I recently became more involved by joining the local blind hockey team as a player. The Minnesota Wild professional hockey organization launched Minnesota's first-ever blind hockey program in October 2018. In blind hockey, the puck is approximately three times the size of a standard puck and is made from metal with ball bearings inside that cause it to make noise upon impact. That design is what helps the players locate the puck, but it is more of a challenge for me because I do not hear the puck noise as well as others do.
In late December 2018, I was asked by my coaches if I wanted to go to Tampa, Florida for the Toyota-USA Hockey Disabled Hockey Festival. My first reaction was, “No way! I have never played real hockey games before and I will get slaughtered.” Thankfully, my teammate Nick, who is an incredible player, and Coaches, Chris and Lonny, were already committed to Tampa, and I received a ton of encouragement from family, friends, and my other teammates to attend.

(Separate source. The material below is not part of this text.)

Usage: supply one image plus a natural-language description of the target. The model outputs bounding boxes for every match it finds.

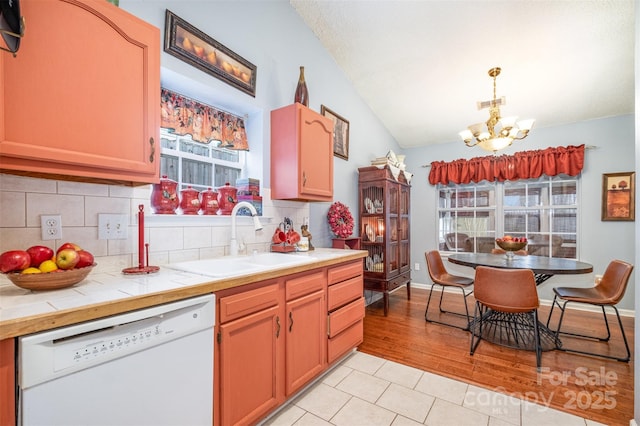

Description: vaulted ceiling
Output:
[290,0,635,148]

When I woke up the first morning of the festival in Florida, I was distraught with the jitters. I really felt like I didn’t belong there, and this was way out of my comfort zone. I had never played an organized hockey game before, had no idea what the game would look like, how good these players were, or if I would be able to hear the whistles and my coaches in an actual game.
There were several U.S. Blind Hockey National Team players on each team, which was pretty cool. We had Kevin Shanley, who usually plays defense for the National Team, as one of our goalies. One of my fellow defensemen was Daniel Belding from the U.S. National Team, and I was eager to learn more about being a defensive player from him.
By the end of the festival, the realization sunk in that I was a part of something that was truly remarkable. Each game featured many hard-fought battles for the puck and a high level of effort from all the teams. And in the end, my team came out with a 6-0 triumph to capture the gold. Many great people came together to create this platform to allow us to play the game and embrace the passion of hockey with others who have the same kind of impairments, along with great coaches who understand our needs. New friendships were formed. Dreams were lived.
If you are to persevere in your struggles and overcome obstacles, it is essential to step out of your comfort zone. This allows you to grow in strength, confidence, and courage over time.